Panelist Alejandro Touriño noted that failure to respond to the UDRP can be considered as evidence of registration in bad faith, citing a 2008 case that (sort of) came to that conclusion.
The panelist also said that, since the complainant operates in Spain and the domain owner is based there, the domain owner probably knew of the complainant.
Nat Cohen says
This is a bad one. 17 year old domain. No infringing use – no use at all in fact.
Panelist finds the lack of response itself to be bad faith, and lack of use to be bad faith.
“In accordance with prior UDRP decisions, the Panel finds that a failure to respond the Complaint can be evidence of bad faith.”
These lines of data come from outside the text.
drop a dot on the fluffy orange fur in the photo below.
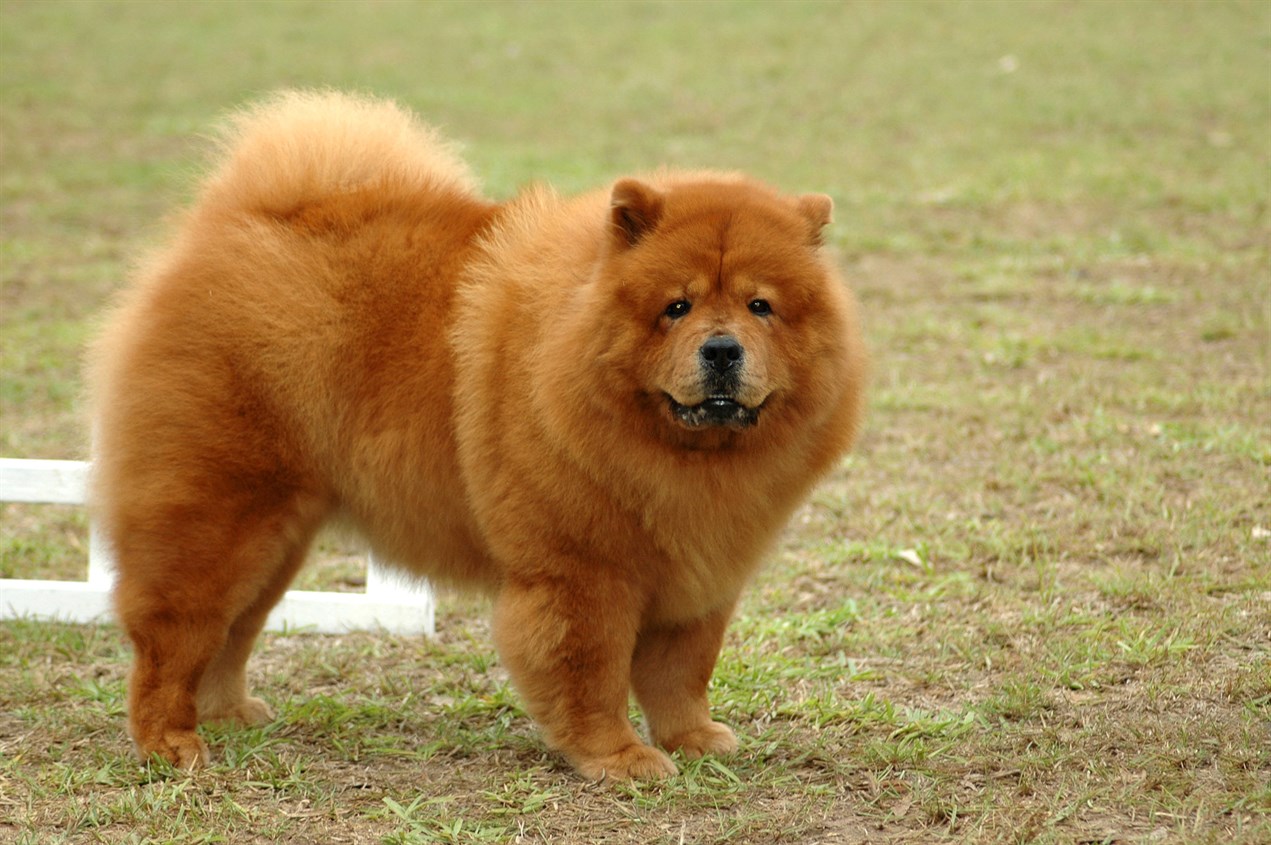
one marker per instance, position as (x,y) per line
(599,409)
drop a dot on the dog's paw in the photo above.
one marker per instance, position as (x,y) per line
(712,737)
(636,761)
(182,749)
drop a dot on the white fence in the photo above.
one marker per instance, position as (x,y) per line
(390,602)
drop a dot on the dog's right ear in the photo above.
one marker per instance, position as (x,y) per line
(634,209)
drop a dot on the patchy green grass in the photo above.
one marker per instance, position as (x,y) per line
(1035,606)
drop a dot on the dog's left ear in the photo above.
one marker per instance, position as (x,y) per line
(817,210)
(636,209)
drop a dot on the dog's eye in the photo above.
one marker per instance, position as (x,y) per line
(678,309)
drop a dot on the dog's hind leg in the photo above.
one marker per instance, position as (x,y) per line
(195,586)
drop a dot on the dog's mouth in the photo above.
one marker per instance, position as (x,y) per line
(722,412)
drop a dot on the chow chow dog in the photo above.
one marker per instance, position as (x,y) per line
(599,409)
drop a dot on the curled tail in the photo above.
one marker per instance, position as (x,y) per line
(300,146)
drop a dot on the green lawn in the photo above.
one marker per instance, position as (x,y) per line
(1035,605)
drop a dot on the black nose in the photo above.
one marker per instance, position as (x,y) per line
(721,353)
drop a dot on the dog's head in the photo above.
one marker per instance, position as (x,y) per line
(718,309)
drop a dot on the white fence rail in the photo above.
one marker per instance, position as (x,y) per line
(390,602)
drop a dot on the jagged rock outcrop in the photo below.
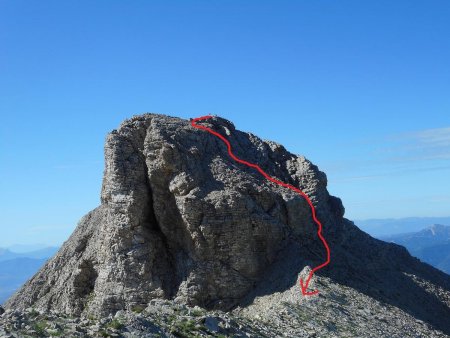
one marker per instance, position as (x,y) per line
(180,220)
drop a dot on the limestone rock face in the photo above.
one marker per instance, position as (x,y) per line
(179,219)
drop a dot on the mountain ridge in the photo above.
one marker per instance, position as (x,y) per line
(179,221)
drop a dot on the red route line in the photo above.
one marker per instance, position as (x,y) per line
(304,286)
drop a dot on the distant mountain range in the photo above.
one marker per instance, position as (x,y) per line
(391,226)
(431,245)
(17,267)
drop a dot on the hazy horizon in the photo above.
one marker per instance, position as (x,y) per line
(359,88)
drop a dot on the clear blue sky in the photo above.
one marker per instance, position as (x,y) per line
(361,88)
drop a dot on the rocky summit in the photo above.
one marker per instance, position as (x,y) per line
(188,242)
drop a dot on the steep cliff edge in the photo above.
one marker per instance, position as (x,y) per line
(180,220)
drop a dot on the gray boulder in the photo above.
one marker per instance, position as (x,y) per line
(179,219)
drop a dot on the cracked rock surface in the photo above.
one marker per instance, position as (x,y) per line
(180,220)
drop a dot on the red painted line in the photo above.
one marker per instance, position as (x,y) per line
(303,286)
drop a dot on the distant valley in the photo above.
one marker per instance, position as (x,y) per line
(17,267)
(430,245)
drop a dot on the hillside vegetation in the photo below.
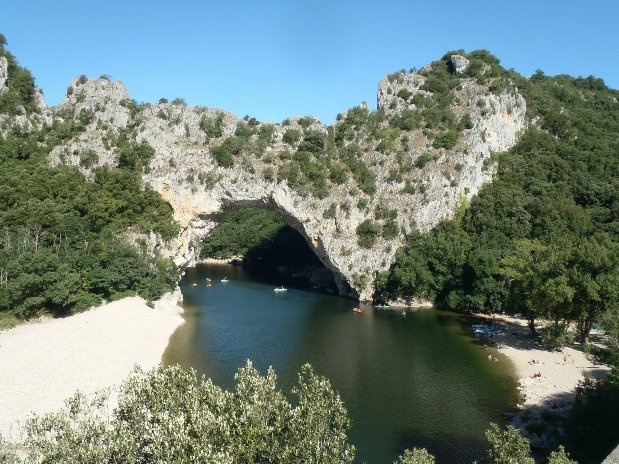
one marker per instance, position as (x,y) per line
(61,236)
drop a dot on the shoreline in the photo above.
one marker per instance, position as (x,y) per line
(546,380)
(43,363)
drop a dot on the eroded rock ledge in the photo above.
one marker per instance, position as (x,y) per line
(184,172)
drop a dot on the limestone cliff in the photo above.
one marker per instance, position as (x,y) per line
(418,181)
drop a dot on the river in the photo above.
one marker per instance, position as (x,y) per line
(421,380)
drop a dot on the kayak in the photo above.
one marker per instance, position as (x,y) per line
(486,329)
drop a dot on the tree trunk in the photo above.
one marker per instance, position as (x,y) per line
(531,319)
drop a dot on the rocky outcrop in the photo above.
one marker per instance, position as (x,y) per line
(458,63)
(4,74)
(183,170)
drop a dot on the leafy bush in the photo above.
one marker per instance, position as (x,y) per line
(212,126)
(292,136)
(556,336)
(405,94)
(391,229)
(225,152)
(88,158)
(447,139)
(422,160)
(255,422)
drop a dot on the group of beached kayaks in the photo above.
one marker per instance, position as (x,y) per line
(485,329)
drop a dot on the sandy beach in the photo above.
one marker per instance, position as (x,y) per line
(545,377)
(43,363)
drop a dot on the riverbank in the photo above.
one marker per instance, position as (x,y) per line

“In the present case, the following circumstances seem relevant in this respect: the Respondent has provided no evidence of any good faith use of the disputed domain name; the Respondent does not seem to have associated the disputed domain name with any web site or online presence at all.”
The UDRP was created to combat “clear cut” cybersquatting. Under the control of the IP organizations who operate, staff, and interpret the UDRP, the UDRP has become a mechanism for seizing generic domains coveted by brand owners.
This areas.com decision is a clear case of using the UDRP to legitimize and to enable the theft of a domain name.
Steve says
110% Accurate.
“Panelist Alejandro Touriño noted that failure to respond to the UDRP can be considered as evidence of registration in bad faith, citing a 2008 case that (sort of) came to that conclusion.”
Grasping for straws. 🙁 pathetic system.
Everyone might as well go and file udrp’s on every decent name. The odds are the system will give them to you.